So it was incredible to see everyone — from clinicians and industry executives to care provider and health plan organizations — embrace the change together, removing barriers, reinventing our care delivery model practically overnight, and supporting clinical teams and consumers at an unprecedented pace.
And what many imagined would be a heavy lift wasn’t as cumbersome as they had expected.

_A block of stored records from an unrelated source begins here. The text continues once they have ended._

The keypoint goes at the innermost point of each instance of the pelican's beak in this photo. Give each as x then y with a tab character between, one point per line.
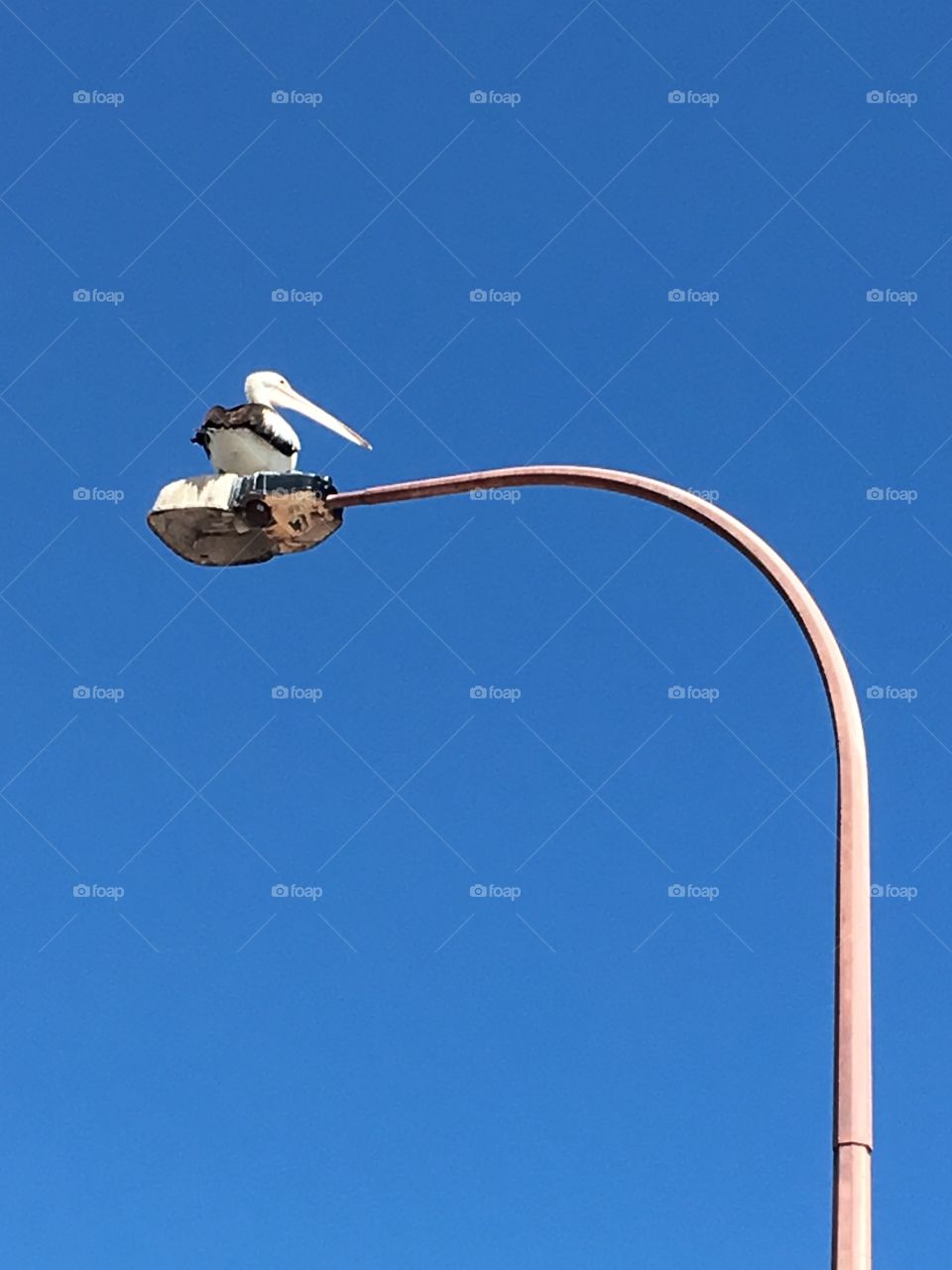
294	400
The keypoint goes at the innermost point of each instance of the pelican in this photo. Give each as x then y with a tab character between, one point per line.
254	437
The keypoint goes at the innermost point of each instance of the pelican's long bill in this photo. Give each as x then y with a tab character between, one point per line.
290	398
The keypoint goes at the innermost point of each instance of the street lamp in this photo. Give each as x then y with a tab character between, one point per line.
246	512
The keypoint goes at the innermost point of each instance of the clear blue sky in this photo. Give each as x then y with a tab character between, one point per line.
399	1074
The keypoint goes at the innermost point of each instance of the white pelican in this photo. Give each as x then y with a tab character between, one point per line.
254	437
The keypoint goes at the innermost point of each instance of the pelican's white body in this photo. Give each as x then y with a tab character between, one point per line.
244	452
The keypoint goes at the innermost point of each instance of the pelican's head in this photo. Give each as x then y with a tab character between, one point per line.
268	388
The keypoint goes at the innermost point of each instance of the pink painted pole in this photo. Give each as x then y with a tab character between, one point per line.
852	1092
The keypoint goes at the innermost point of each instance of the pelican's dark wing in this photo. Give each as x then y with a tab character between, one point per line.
249	418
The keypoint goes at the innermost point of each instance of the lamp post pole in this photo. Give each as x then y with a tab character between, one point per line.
852	1089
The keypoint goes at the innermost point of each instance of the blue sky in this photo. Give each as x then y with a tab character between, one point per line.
576	1069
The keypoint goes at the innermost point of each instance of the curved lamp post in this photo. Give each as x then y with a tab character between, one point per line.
852	1093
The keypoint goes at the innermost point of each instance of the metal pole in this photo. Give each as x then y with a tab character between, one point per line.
852	1091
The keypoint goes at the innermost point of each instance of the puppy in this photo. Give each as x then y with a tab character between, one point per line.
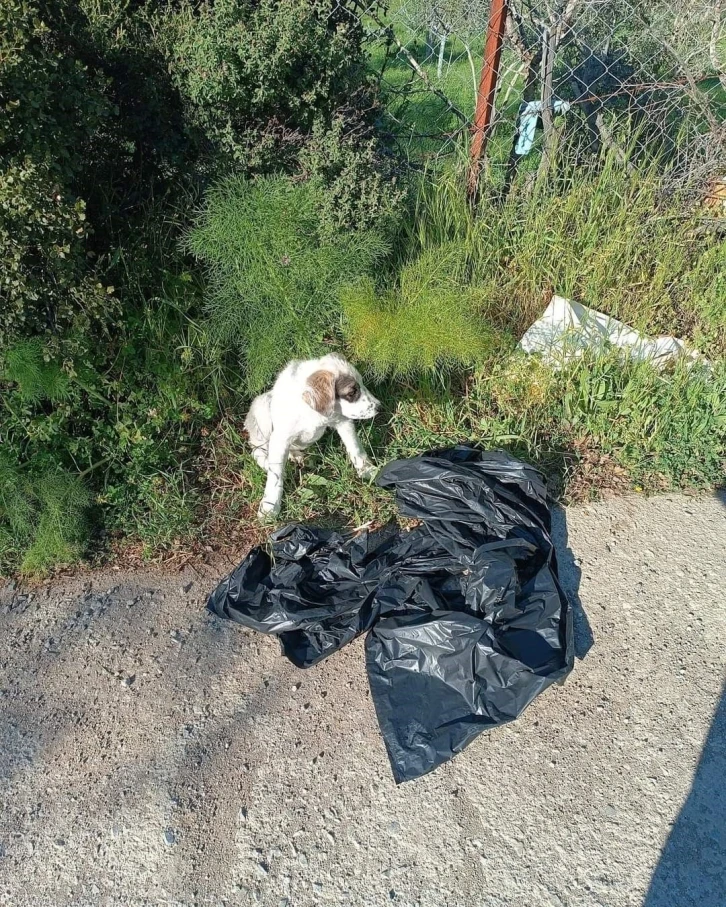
306	399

For example, supported in part by Optum technology, UnitedHealthcare facilitated more than 33 million telehealth visits in 2020,up from 1.2 million in 2019.¹ That’s a 2,500% year-over-year growth.
And our Optum Care clinics had less than 1,000 telehealth visits in 2019, which grew closer to 1.5 million visits in the last nine months of 2020. More generally, virtual visits spanned all age groups nationally, with the average individual being 55–63 years of age.
2020 was a pivotal year that will forever change health care because the long-held possibility of digital health quickly became a reality. While a desire to meet demand in a crisis fueled our ability to deliver on that demand, there’s more to the story.
For years, Optum has made and advocated for investments in emerging technologies to drive digital health forward. But we are building on the momentum from the past year to increase the pace of shaping better care with digital health.
What enabled us to act quickly and initially meet the digital health demand was a collection of in-house tools coupled with our advanced data and analytics capabilities.
For example, Optum-provided internet-connected health monitoring devices and wearables can feed information into the UnitedHealth Group Nerve Center to monitor for early indicators and intervene sooner to avoid preventable deterioration of chronic conditions.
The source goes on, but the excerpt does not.